Bacterial vaginosis coding requires attention to clinical documentation, pregnancy status, and organism identification to ensure proper N76.0 assignment. Clinicians treating vaginal infections must record pH values exceeding 4.5 and clue cell presence on microscopy to justify code selection during payer review. Postpartum presentations demand O86.13 rather than N76.0, while organism identification may necessitate additional B96.89 coding. Documentation completeness protects claims from denial while supporting accurate clinical decision-making for patients presenting with vaginal discharge symptoms.

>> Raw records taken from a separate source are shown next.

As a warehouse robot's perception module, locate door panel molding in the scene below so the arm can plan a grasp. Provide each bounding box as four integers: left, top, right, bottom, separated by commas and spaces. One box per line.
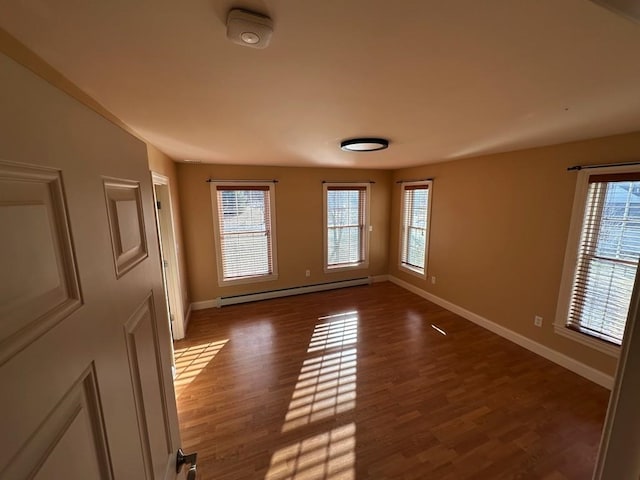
0, 363, 113, 480
0, 161, 83, 365
124, 292, 173, 479
103, 178, 149, 278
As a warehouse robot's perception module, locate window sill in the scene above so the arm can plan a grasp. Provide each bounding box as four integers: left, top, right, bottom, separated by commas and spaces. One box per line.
218, 274, 278, 287
553, 323, 620, 358
398, 264, 427, 280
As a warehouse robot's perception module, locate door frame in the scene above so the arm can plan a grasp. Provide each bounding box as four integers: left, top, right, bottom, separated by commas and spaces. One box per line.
151, 171, 186, 340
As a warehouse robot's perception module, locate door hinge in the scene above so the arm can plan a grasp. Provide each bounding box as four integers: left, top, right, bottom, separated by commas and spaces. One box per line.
176, 448, 198, 480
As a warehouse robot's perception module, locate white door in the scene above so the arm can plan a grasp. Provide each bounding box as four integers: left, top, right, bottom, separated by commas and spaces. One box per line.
0, 51, 185, 480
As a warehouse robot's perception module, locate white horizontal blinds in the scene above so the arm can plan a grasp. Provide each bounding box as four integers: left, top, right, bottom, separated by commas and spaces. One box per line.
567, 173, 640, 345
400, 184, 429, 273
327, 186, 367, 267
216, 185, 273, 280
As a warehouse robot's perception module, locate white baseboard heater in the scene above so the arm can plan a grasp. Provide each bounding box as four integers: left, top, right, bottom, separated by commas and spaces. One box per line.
216, 277, 371, 307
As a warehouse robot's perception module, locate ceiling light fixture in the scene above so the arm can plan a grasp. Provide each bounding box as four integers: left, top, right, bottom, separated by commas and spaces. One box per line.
227, 8, 273, 48
340, 138, 389, 152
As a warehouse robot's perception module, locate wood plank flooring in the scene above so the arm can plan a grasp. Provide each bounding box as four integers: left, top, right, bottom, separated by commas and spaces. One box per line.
175, 282, 609, 480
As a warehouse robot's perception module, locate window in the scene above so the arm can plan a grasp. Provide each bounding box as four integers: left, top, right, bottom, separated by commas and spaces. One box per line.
556, 169, 640, 354
324, 183, 369, 271
211, 182, 277, 285
400, 181, 431, 277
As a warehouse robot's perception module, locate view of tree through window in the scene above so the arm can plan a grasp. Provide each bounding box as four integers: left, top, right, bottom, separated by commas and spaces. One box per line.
326, 186, 366, 267
568, 174, 640, 345
400, 183, 429, 273
217, 186, 273, 280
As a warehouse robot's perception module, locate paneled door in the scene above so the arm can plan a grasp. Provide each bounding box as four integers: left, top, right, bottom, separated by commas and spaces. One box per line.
0, 51, 185, 480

Practices that integrate diagnostic criteria into digital forms and build gender-appropriate code validation into billing workflows reduce coding errors and improve claim acceptance rates. Understanding when N76.0 applies versus alternative vaginitis codes allows clinical teams to capture the full complexity of reproductive health encounters without sacrificing billing efficiency.

Frequently Asked Questions

How do you document bacterial vaginosis for coding?

Document bacterial vaginosis by recording vaginal pH measurement (must exceed 4.5), clue cell presence on saline wet mount microscopy, discharge characteristics (thin, homogeneous, grey-white), and whiff test results if performed. Notes should state findings numerically-“pH 5.2, clue cells present”-rather than using vague descriptors like “elevated pH” or “abnormal cells.” This level of specificity supports N76.0 assignment during claims review and protects against denials based on insufficient diagnostic criteria.

What ICD-10 code is used for bacterial vaginosis in pregnancy?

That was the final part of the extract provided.